In Americas, Drought & Fires, News Headlines

Brazil’s Amazon basin forest and the Pantanal area, both home to a rich variety of flora and fauna, are experiencing a severe drought, officials have said.

After record floods last year due to a historic rise in water levels in the Amazon River, several communities in western parts of Amazonas state are now isolated due to a drought. Officials are already calling it the worst drought since 1973.

The Jurua River in the Amazon is now practically dry, hampering navigation on its waters.

“The Jurua’s water levels have fallen dramatically. Here, in Itamarati, we are only 60 centimeters (1.97 feet) from the worst drought in 2005,” the city’s mayor, Joao Campelo, told O Globo.

Campelo said local watermelon, manioc (cassava root) and fruit plantations had been particularly hard hit.

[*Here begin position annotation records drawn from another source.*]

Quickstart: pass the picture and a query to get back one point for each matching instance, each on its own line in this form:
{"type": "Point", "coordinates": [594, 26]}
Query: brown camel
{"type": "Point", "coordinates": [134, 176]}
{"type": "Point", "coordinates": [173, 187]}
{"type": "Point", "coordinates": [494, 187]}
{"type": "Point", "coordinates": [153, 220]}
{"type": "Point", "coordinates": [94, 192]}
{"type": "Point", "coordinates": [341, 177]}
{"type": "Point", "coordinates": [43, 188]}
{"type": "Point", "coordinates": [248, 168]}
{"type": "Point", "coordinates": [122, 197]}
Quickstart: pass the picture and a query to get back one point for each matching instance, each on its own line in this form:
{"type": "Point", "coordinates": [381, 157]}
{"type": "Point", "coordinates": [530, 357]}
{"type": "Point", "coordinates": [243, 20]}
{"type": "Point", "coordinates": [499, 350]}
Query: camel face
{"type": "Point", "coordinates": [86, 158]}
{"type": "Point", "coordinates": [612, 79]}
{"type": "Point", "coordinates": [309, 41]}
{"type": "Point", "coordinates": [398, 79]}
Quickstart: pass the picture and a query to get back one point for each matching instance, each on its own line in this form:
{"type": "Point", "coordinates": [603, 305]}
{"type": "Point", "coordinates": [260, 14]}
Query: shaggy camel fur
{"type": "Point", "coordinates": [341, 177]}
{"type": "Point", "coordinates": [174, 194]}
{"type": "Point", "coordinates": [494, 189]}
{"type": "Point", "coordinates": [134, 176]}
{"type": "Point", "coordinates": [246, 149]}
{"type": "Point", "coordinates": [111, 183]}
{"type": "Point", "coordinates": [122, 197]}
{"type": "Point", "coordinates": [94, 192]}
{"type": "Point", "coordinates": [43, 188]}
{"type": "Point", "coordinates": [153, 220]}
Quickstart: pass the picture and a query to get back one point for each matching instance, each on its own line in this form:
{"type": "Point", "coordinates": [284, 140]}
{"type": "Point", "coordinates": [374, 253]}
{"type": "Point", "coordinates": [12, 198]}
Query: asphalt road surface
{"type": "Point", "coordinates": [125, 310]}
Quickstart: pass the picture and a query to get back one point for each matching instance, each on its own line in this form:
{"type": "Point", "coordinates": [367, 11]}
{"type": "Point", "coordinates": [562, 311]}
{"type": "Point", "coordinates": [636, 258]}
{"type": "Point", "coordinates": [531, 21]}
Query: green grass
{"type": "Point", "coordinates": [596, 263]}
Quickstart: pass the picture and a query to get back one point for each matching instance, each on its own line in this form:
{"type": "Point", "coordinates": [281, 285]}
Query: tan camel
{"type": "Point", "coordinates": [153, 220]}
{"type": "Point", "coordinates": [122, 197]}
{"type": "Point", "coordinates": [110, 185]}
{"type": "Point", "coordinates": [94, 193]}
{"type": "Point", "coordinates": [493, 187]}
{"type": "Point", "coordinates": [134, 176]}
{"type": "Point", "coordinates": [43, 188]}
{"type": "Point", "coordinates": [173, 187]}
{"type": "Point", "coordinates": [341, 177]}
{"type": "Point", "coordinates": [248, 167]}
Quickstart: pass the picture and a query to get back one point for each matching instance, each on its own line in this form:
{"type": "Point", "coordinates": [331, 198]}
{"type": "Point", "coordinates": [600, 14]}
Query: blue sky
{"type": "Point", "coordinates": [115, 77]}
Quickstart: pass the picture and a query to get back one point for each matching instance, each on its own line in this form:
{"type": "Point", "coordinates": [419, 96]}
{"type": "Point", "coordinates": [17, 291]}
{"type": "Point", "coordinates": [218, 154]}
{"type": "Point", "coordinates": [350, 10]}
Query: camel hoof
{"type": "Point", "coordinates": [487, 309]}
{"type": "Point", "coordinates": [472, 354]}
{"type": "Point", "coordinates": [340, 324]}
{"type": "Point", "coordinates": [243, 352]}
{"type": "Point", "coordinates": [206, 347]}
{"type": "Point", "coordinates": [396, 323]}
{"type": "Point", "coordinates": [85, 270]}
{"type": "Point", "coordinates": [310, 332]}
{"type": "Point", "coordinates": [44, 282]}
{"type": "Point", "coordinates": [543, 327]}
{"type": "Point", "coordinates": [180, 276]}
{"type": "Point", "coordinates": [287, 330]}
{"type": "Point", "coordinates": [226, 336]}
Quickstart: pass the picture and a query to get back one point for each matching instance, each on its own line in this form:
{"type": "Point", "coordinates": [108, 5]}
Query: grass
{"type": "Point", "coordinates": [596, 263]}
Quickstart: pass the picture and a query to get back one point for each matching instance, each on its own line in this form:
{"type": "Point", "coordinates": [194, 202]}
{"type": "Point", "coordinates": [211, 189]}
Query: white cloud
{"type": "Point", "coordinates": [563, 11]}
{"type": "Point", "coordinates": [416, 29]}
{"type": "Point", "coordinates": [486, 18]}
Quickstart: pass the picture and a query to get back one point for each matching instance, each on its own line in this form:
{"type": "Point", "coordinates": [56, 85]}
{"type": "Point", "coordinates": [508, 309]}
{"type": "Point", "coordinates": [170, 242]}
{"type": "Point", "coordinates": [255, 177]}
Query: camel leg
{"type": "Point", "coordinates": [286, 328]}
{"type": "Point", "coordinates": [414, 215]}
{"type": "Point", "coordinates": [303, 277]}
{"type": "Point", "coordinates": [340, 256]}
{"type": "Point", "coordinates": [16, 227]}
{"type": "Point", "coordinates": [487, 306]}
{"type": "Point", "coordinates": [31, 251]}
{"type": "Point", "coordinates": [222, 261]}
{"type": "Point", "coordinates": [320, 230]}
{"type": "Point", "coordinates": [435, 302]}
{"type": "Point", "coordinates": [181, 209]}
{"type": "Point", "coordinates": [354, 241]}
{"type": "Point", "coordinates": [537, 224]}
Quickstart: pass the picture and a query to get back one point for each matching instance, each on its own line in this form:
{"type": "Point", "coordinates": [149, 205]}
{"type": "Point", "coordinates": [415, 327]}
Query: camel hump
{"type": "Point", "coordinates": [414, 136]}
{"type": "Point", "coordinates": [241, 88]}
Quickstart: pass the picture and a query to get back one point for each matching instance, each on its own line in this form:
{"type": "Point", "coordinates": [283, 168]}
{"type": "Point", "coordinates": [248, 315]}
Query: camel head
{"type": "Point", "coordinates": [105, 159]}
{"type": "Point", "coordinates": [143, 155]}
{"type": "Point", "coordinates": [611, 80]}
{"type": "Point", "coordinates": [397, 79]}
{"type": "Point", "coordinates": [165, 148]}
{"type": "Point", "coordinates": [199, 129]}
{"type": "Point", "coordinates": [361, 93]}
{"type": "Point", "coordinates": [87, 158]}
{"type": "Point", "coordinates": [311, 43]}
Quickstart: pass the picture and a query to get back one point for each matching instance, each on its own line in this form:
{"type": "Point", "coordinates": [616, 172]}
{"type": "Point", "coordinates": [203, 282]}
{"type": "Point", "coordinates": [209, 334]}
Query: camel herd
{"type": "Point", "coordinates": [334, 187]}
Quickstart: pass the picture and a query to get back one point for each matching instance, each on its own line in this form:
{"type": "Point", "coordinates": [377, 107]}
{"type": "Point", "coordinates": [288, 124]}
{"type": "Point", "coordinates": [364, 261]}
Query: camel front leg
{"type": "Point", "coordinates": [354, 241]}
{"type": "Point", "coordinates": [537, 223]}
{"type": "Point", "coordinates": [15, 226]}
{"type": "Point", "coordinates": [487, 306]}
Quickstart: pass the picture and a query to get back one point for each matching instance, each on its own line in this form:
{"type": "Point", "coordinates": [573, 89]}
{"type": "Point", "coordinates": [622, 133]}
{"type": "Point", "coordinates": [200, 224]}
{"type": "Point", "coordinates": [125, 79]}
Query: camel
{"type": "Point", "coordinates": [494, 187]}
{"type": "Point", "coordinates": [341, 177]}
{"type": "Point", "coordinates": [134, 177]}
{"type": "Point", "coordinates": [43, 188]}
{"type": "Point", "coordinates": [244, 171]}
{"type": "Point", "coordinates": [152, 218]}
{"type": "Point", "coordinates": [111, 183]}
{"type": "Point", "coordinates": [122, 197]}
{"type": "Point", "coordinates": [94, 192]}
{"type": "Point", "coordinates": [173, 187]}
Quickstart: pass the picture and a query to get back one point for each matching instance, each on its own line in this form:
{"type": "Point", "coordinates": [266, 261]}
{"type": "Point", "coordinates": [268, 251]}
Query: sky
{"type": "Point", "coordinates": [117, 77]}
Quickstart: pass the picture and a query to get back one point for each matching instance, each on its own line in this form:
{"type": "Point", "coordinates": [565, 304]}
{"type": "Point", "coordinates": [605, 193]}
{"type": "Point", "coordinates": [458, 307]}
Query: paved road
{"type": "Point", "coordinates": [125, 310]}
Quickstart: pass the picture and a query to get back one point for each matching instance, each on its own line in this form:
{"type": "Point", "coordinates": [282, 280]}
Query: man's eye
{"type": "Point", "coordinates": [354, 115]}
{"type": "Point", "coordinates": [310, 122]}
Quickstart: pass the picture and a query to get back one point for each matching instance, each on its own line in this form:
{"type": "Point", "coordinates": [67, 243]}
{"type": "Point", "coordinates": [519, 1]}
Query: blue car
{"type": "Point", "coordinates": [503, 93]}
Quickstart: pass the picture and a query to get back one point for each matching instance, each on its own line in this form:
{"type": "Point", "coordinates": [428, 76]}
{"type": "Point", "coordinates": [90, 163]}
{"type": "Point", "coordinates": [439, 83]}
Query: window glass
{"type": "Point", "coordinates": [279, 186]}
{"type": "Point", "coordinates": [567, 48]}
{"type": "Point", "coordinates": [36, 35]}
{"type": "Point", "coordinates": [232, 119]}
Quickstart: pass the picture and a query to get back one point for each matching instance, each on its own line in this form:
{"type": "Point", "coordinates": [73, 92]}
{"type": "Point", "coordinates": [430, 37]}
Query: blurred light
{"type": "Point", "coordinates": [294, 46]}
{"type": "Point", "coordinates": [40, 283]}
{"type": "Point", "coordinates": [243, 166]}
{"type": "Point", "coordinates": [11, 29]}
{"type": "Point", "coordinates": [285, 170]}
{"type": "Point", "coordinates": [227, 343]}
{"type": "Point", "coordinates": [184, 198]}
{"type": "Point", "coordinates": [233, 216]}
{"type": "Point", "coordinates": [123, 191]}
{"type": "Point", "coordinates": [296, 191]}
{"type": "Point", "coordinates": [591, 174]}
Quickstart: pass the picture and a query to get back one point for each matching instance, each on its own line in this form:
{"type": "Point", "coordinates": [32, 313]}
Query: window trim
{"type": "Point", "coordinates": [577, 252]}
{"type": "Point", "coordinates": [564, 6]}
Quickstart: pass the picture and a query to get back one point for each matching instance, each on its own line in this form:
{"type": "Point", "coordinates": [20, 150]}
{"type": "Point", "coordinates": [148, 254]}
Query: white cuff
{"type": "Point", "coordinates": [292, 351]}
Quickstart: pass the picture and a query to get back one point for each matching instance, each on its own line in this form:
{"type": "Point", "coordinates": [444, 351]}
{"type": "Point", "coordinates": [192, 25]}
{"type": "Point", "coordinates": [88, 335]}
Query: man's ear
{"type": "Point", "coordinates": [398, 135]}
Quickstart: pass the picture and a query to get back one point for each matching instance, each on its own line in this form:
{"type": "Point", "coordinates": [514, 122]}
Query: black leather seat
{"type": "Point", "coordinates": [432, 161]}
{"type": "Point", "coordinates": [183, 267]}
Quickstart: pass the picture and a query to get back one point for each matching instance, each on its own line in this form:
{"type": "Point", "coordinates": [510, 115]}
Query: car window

Other cities and towns like Envira, which also usually depends on the waters for trade and commerce, have declared states of emergency. The regional government is due to send food and water to the more than 80,000 people estimated to have been affected by the disaster.

These communities can now only be accessed by foot through paths in the forest.

In Pantanal, a vast swampy region in central-western Brazil, waters have dropped dramatically in the Chacore Bay, the third largest in the country.